There was still a divide between the material world and the spirit world (whatever that looks like to each group). And magic was the work of that spirit realm. Aspirin might be a good example of low magic/alchemy, but seeing the elder for faith medicine was something different.
This divide was nowhere near as firm as you are implying. It was porous as hell (sometimes literally, as in, literally places analogous to the Underworld were porous and ordinary people could visit them simply by finding the physical entrances here on Earth. Consider the myth of Cupid and Psyche.)
I literally did a paper (and presentation) on this in my Latin studies. The Ancient perspective (and to a great extent the Medieval perspective as well) simply, flatly,
did not separate things cleanly along such lines.
Literally the exact same practice could be religious worship, witchcraft, or (natural) philosophy (which is the term that closest corresponds to what we would call "science" today), simply depending on the context in which it occurred. We have recovered curse tablets written by perfectly ordinary Roman citizens hoping the gods would bring about their wishes. Kings and emperors routinely expected things we call "supernatural" to be just...part of the world. E.g. we have correspondence from Grand Duke Cosimo I ordering his advisors to ask their unicorn horn vendor to send a replacement because the one they have
isn't working. And that's from the Renaissance!

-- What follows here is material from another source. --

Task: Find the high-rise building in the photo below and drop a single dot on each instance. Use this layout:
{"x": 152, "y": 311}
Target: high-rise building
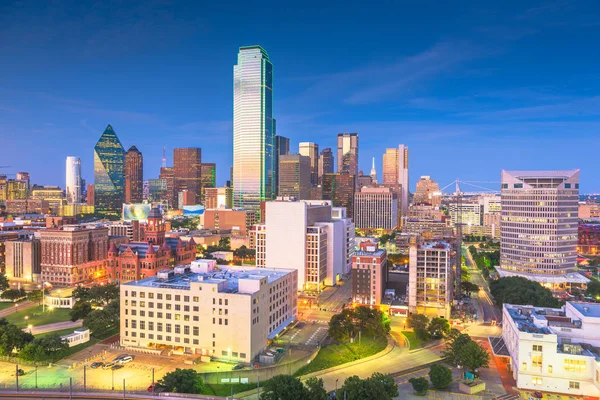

So...yeah. This idea that there was the purely supernatural on one side and the purely natural on the other side and they only met in specific ways? Completely a modern invention. To the Ancient and Medieval mind, there was...the world. It had powers in it. Some of those powers were directly perceivable. Others weren't. The riddle of steel was as much "supernatural" as a curse tablet,
especially because it turns out that, coincidentally, using the bones of powerful prey as part of the fuel for the furnace adds trace minerals that do in fact strengthen steel, and may even accidentally create
carbon nanotubes, so some "magical" thinking actually
did produce entirely natural benefits.
It's genuinely very hard to get into the mind of someone from 2000 years ago, not because they were any different from us
cognitively, but because they genuinely believed that gods and spirits and Powers etc. were
also part of the natural world, just an esoteric, complex part. Hence why even (what we might call) "scientific" works would talk heavily about gods and spirits and Powers!
De Rerum Natura ("On the Nature of Things") was, for its time, functionally a "scientific" text, and talks about many things we would call supernatural.